The enduring legacy of Elizabeth David, Britain's first lady of food

Simon Hopkinson first met Elizabeth David in 1984, or thereabouts, at Hilaire, the Chelsea restaurant of which he was chef. She came for supper with Valerie Eliot, and the widow of the poet was wearing – he remembers it vividly – a polka-dot dress. "I was very excited," he says. "Because I was a fan." By this time, David was in her early 70s and a little frail (in the early 1960s, she had suffered a cerebral haemorrhage, and in the 1970s, she was in a serious car accident). As a result, she had a miniature appetite. "She ate like a bird. But I remember that I'd made a consomme, very clear and gorgeous, from some prawn shells. She asked for a second helping, and I was so pleased." Made brave by this, at the end of her lunch, the young Hopkinson left his kitchen, clutching a copy of An Omelette and a Glass of Wine, David's collected journalism and the book of hers that he loves the most. She duly signed it for him, and so began a friendship that would last until she died in 1992.

At first, their relationship consisted mostly of conversations snatched when she came to lunch at Hopkinson's next berth, Bibendum, of which she was very fond (she sometimes came with another pal, the food writer Richard Olney). In time, though, the two of them became closer, and Hopkinson would take her out, or visit her at home in Halsey Street, Chelsea. On one occasion, they went to the River Café: its chef-proprietors, Ruth Rogers and Rose Gray, having been warned, were wearing T-shirts with David's recipe for chocolate – or was it almond? – tart printed on the back (she took this in good part). On another, they celebrated her birthday at home with Jill Norman, David's long-time editor, and a bottle of Dom Pérignon, nibbling all the while on her favourite Roka cheese biscuits. Hopkinson was even able to introduce her to one of his most famous regular customers, Francis Bacon. The artist was – this seems so wonderfully unlikely – another fan of David's, and kept her books, as so many people do, beside his bed. "That was exciting," says Hopkinson. "Two completely different geniuses shaking hands." Oh, that he had pulled out a camera and taken a photograph.

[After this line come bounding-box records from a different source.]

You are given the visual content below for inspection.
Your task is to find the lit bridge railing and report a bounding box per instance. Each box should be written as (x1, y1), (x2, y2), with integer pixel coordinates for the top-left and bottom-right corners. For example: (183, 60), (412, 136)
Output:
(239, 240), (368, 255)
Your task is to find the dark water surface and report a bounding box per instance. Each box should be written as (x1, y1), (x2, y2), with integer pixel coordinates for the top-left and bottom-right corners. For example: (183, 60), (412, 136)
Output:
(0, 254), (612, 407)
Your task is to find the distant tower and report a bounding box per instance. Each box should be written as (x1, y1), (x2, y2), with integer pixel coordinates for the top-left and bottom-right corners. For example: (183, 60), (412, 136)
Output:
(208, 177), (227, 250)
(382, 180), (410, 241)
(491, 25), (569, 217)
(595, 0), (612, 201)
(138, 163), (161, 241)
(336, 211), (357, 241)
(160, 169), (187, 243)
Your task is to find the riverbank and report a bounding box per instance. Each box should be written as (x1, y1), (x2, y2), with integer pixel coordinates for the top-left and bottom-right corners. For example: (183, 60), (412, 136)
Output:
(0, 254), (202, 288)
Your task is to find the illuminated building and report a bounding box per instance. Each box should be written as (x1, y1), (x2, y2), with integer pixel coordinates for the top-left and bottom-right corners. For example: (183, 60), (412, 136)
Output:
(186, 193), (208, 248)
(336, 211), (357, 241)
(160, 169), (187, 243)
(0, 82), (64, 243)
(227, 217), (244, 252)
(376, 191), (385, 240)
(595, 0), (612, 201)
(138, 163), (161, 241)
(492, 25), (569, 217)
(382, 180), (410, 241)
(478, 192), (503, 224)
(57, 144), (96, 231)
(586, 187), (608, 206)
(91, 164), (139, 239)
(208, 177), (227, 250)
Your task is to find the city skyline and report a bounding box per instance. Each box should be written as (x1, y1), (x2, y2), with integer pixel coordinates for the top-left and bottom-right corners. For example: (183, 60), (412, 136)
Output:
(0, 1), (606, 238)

David could be difficult; this is no secret. But Hopkinson knew how to handle her. "Well, I knew never to bring up the Carrier word," he says [a reference to Robert Carrier, the American cook and television presenter whose recipes were almost as rich as his to-camera style]. "And if you didn't agree with her, those little, beady eyes would pop right open. She could be … vociferous. One was on one's mettle, put it like that. She could be pedantic, too. My thing about crisp and crispy [he loathes the latter word] came from her in the beginning. She pointed it out one day, the fact that the extra 'y' is completely unnecessary, and I thought: yes, you're right. But I had huge respect for her. She was so learned and intelligent, and I loved the way she looked. Those eyes. She was so delicate. I remember seeing her tucked up in bed, recuperating, Post-it notes everywhere – all the things she wanted to moan about – and the room full of beautiful things."

Somewhere in his flat is an ancient answer phone, on which there remains the last message she left him. David died in the early hours of 22 May 1992, having enjoyed a good bottle of chablis and some caviar brought to her bedside by friends. A memorial service was held at St Martin-in-the-Fields on 10 September, after which a lunch was held at the Institute of Contemporary Arts in the Mall, the food provided by the chefs Sally Clarke, Martin Lam and, of course, Hopkinson. What did he make? "Piedmontese peppers, and spiced aubergine salad, a particular favourite of hers." The recipe for the latter – fragrant with cumin, allspice and fresh coriander – can be found in his book Roast Chicken and Other Stories. It is completely delicious and, if you follow the quantities exactly, somehow magically abundant.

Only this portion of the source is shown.